Gnome 3.34 is awesome but still needs improvements in key areas - dsego
https://jatan.blog/2020/02/08/gnome-3-34-is-awesome-but-still-needs-improvements-in-key-areas/
======
nwah1
I'm a long time KDE user. I recently switched to Gnome. I liked gnome-shell
when I first laid eyes on it, even years ago, but Gnome in general is still
alien and confusing to me, and I still like a lot of the technical vision of
KDE. But now that I've switched, the investments of Canonical and Red Hat in
Gnome really make themselves apparent in terms of polish.

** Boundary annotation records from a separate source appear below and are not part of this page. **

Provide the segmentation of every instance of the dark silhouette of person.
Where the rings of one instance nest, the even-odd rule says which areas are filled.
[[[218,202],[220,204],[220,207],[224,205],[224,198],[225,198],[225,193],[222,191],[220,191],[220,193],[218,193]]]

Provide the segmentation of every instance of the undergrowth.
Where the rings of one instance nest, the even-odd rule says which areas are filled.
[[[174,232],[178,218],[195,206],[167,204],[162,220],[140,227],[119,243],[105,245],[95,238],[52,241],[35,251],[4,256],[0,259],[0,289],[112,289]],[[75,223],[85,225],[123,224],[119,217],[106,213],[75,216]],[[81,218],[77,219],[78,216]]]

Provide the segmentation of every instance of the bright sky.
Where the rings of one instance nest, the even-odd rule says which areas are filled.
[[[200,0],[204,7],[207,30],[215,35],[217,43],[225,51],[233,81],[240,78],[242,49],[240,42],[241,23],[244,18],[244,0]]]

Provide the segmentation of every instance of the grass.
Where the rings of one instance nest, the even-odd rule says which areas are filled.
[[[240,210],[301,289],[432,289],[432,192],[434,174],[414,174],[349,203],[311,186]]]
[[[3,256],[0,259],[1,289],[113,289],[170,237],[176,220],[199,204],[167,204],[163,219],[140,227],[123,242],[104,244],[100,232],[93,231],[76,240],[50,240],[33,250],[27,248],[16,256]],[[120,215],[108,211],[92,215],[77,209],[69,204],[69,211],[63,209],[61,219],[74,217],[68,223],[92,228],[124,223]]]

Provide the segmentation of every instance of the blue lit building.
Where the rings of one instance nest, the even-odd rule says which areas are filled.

What I mainly like about Gnome is that it works very well with Wayland out of
the box, and seems to work with Firefox better. The browser is the primary
tool, and that experience needs to be perfect. On Gnome, I can even run
Firefox natively on Wayland with WebRender without a single noticeable
problem.

In Wayland, KDE would forget my screen configuration everytime I reboot or
resume from a suspended state. And this bug existed for multiple years,
without improvement. And copy-paste on Firefox wouldn't work on Wayland under
KDE.

I especially want to use Wayland because with KDE you _still_ can't log into a
rootless X environment via SDDM, and I don't want to give up SDDM, nor do I
want the reduced security of X running as root.

Gnome works perfectly there. I also like that the Windows/Super key is
configured to do what you expect right out of the box. Animations are snappy,
and everything feels fast. And unlike plasma, I've never seen it crash.

Using the .pam_environment file to export user environment variables was
awkward, and took some digging to figure out. That was new to me, and I don't
like it but it doesn't matter too much.

Main problems, however, involve Qt apps... like KeepassXC. Editing entries
causes the app to crash, on Gnome under wayland.

Haven't tried VLC yet, but I wouldn't be surprised if I run into issues. I
will probably seek alternatives to these. I will try Firefox Lockwise and mpv.
Surprising how easy it is to ditch most of these apps, since for me Firefox
practically is my desktop. The browser is the main thing I care about, and the
shell the second most important. Gnome is the obvious choice for me now.